Bayesian Attention Mechanism Impact

By Arthur S. Bianchessi

Recently, I published "Bayesian Attention Mechanism: A Probabilistic Framework for Positional Encoding and Context Length Extrapolation" on arXiv. The paper introduces the Bayesian Attention Mechanism Theoretical Framework that enhances the capabilities of transformer models enabling models to extrapolate context lengths. This article discusses the potential impact of this framework on the future of large language models, particularly in terms of compute savings and the implications for hardware investments.

Resources

Introduction

Current models have scaled a lot due to the increase in capability of investing more computation in model training. However, there a two quadratic costs that are associated in training transformer models:

  1. To train a model with twice the number of parameters, you also need twice the amount of data, therefore resulting in a 4x increase in computational cost.
  2. The attention mechanism in transformers has a quadratic cost in the sequence length, which means that doubling the sequence length results in a 4x increase in computational cost.
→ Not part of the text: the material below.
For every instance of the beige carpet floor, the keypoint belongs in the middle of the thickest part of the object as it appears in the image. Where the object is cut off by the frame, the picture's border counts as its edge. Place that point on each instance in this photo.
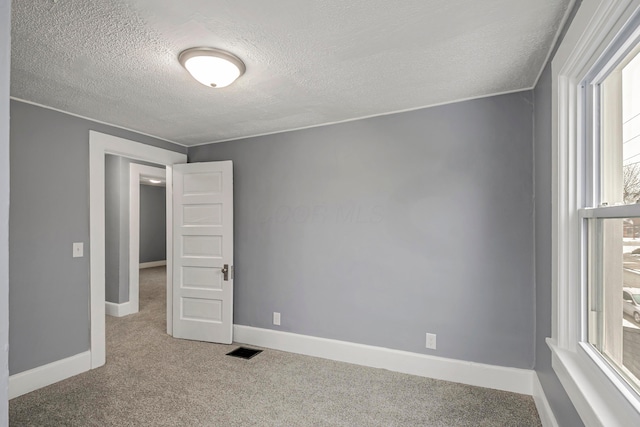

Altough current model sizes have stagnated, the sequence length has not. Companies such as OpenAI, Google, and Meta have invested a lot of resources in increasing the sequence length of their models, resulting in models that can handle millions of tokens. However, in the current literature, there is no way to extrapolate the context length of a model beyond the training data without any modification to the underlying model1. This means that if a model is trained on 128K tokens, it cannot handle more than 128K tokens at inference time.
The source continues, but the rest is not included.